To the Editor
The search for specific autoantibodies in patients with multiple sclerosis has been an area of intensive research for decades, but the unequivocal identification of one or several autoantigens associated with the disease has remained elusive. However, considerable interest has been raised by a study showing the presence of serum autoantibodies to KIR4.1, an astrocytic inward-rectifying potassium channel, in 47% of adult patients with multiple sclerosis but not in patients with other neurologic diseases or in healthy controls.1 However, subsequent independent studies that were performed with the use of a cell-based assay or peptide antigen–based enzyme-linked immunosorbent assay (ELISA) have not corroborated these find-ings.2-4 Consequently, the presence of KIR4.1 autoantibodies in patients with multiple sclerosis remains controversial.
A commonality among the studies that have contradicted the original report is that one of the three approaches that were originally used to measure the autoantibodies, a protein antigen–based ELISA, was not used. This ELISA procedure includes in vitro expression and purification of the full-length KIR4.1 protein, allowing for its native tetrameric assembly and the isolation of low-glycosylated KIR4.1 isoforms, both of which are reported to be critical for autoantibody binding.5 Accordingly, we sought to independently confirm the presence of these autoantibodies using this approach.
To this end, we performed the assay using detailed instructions provided by the authors of the original report during a visit to their laboratory as part of a collaborative scientific exchange. Moreover, we used a monoclonal antibody (20F9), which is specific for tetrameric and low-glycosylated isoforms of KIR4.1, to confirm enrichment of the antigenic form. We tested serum obtained from 86 clinic-based patients with multiple sclerosis and 51 healthy control donors at our center. None of the samples from either the multiple sclerosis group or the control group showed KIR4.1 reactivity, and no significant between-group difference (P>0.05) was established (Fig. 1A). The enrichment of low-glycosylated KIR4.1 tetramer isoforms was confirmed with the 20F9 monoclonal antibody (P = 0.002) (Fig. 1B).
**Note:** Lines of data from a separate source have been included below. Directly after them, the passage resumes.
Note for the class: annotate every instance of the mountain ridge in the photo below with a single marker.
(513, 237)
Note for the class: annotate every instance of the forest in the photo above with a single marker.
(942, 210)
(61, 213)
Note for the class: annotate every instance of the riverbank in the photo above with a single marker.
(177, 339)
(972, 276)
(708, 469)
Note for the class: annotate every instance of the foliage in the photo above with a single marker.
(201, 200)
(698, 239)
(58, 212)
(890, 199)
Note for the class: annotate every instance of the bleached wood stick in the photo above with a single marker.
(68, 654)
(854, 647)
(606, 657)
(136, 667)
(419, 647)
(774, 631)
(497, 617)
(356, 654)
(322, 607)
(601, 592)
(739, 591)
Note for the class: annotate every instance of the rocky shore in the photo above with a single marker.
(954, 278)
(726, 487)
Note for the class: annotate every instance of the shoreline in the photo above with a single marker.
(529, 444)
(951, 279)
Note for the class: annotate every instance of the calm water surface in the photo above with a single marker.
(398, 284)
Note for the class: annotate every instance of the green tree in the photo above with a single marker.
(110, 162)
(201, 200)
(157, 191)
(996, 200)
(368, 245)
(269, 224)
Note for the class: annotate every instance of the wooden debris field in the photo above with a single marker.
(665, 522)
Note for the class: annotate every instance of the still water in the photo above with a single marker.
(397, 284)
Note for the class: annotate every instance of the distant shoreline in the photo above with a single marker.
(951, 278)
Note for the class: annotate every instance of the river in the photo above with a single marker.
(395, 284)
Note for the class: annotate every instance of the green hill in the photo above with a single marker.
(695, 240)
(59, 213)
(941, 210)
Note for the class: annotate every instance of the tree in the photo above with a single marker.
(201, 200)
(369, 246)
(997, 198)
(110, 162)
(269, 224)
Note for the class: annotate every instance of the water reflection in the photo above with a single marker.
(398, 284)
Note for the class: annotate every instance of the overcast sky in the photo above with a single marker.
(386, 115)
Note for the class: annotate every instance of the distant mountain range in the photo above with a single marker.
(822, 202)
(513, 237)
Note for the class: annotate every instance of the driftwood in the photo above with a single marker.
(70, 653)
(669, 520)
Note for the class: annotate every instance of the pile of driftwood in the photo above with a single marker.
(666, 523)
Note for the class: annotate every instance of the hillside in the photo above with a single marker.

Figure 1. Detection of KIR4.1 Protein in Samples from Patients with Multiple Sclerosis and Controls.
Panel A shows the results of a protein-based enzyme-linked immunosorbent assay (ELISA) that was used to detect serum autoantibodies against KIR4.1 in samples obtained from 86 patients with multiple sclerosis (MS) and 51 healthy controls. The MS samples included serum from 68 patients with relapsing–remitting disease, 8 with secondary progressive disease, 4 with primary progressive disease, and 6 with a clinically isolated syndrome. Purified KIR4.1 tetramers were covalently bound to the plates. The mean (±SD) optical density of the assays was 0.4844±0.5217 in the MS group and 0.5799±0.8107 in the control group (P>0.05 for all comparisons). Each serum sample was tested in duplicate. Positive reactivity (dashed line) was defined as 5 SD above the mean optical density of the control group. Elution 1 (E1) and elution 3 (E3) were obtained by applying increasing concentrations of imidazole and were enriched in high- and low-glycosylated KIR4.1 tetramers, respectively. E1 was therefore used to measure nonspecific binding, and E3, which contains the immunoreactive fraction of KIR4.1, was used to measure the specific autoantibodies. The optical density was measured by dividing the difference between E1 and E3 by E1. Panel B shows the results of an ELISA to evaluate the enrichment of low-glycosylated KIR4.1 tetramers in eluted fractions of histidine-tagged KIR4.1 from a cobalt-chelating column. Two wells of each plate that were used to generate the data in Panel A were incubated with 20F9 monoclonal antibody, which specifically binds to the KIR4.1 tetramers in their low-glycosylation state. The mean optical density was 0.4620±0.2648 for E1 and 2.114±0.08838 for E3 (P = 0.002). Each data point represents the value obtained in a single well. The optical densities in Panels A and B were all corrected for background by subtracting the value obtained at 540 nm from that obtained at 450 nm. The I bars in Panels A and B denote the SD. Statistical analyses were performed with the use of the Mann–Whitney U test.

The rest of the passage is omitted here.